When calculating the functions intersection of a horizontal asymptote, do you use the simplified function or the main function?

Question

let’s say we have a function $$ f(x)=\frac{2x^2-5x+2}{x^2-4} $$ finding the ratio of the leading terms gives you $2x^2/x^2=2$, so we have a horizontal asymptote at $y = 2$. If you factor out the denominator and numerator, you get $$ f(x) = \frac{(2x-1)(x-2)}{(x-2)(x+2)} $$ Vertical asymptote at $x = -2$, hole at $x=2$.

Simplifying gives you $(2x-1)/(x+2)$. If we want to find the intersection of a function to the horizontal asymptote, we set it equal to the asymptote $y = 2$.

If you use the main function: $$ \frac{2x^2-5x+2}{x^2-4}=2 \Longrightarrow 2x^2-5x+2=2(x^2-4)\Longrightarrow 2x^2-5x+2 =2x^2-8, $$ simplifying and solving for x gives $x=2$. So an intersection at $x=2$.

If you use the simplified version of the function: $$ \frac{2x-1}{x+2} = 2\Longrightarrow 2x-1=2(x+2)\Longrightarrow 2x-1=2x+4\Longrightarrow -1=4, $$ that is an invalid statement, meaning that you do not get an intersection.

Which one is correct???

Answer 1

The problem is here:

$$ \frac{2x^2-5x+2}{x^2-4}=2 \Longrightarrow 2x^2-5x+2=2(x^2-4) $$

You multiplied both sides by $x^2 - 4$, and then found $x = 2$. But that means $x^2 - 4$ was $0$, and multiplying both sides of an equation by $0$ always gives you the true statement $0 = 0$. So not helpful.

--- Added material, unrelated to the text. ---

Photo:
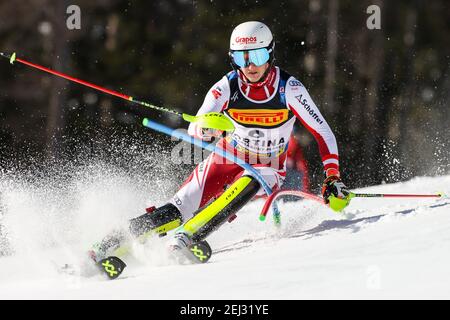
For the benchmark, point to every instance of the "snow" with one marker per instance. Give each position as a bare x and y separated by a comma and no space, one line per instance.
376,249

You should use the simplified version to check for intersections. If an intersection exists in the function's domain, the simplified version will find it. However, it may also find values outside the function's domain (for example a horizontal asymptote passing through a removable singularity). So you need to check any answers you find against that.